高価だった化粧品

高価だった化粧品

kesyouhin

化粧品をつくる商人が成長したのもルネッサンス時代のイタリアが早かった。

彼らのつくっていた化粧品はヨーロッパではデラックス品で、ある新婚婦人などはそれらの化粧品をまとめて買ったため、持参金がなくなってしまった、という。

初期には、東方から回教徒の女性が使っていた化粧品が輸入されていたが、それの需要が高まるにつれ、ヴェニスやジェノバの薬剤師や香料商は、自分で原料を取り寄せてそれをつくるようになり、ヴェニスのジァコーモ・デルラ・フェニーチェ(フェニーチェは不死鳥という意味)や、ユリの花を標章にしていた雑貨の大商人ムスキァーロといった商人が、その方面で有名になった。

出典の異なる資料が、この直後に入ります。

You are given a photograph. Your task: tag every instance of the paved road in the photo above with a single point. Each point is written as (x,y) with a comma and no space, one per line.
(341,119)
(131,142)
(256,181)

ただし、その頃ではデラックスだった化粧品も、その正体は大したものではなく、お祭りの時など時間が長びくと、オシロイやベニが顔の上でとけて流れだしたし、暑さのはげしい時にも、おなじような化粧くずれが起こった。

最初は、女性が化粧をしたのはイタリアだけの風習だったので、他国からこの国に来た者には、それが奇妙に見えた。

フランスのグランジェ・ド・リヴェルデの『旅日記』に「ヴェニスの婦人は化粧品を使って顔を白くみせている」と書かれているし、おなじくヴェニスの政治や軍事を調べたフランスのデ・ラ・エイエは「ヴェニスの女たちは、ひそかに彼女らの胸や顔に赤いものを塗っている」と珍しげに伝えているが、ドイツのアルノルト・デ・ハルフは一四九七年に「ヴェニスの女たちの使っている化粧品は長持ちがしないので、夕方になると顔が青白くなり、もの凄い顔つきになる」と、やや皮肉に伝えている。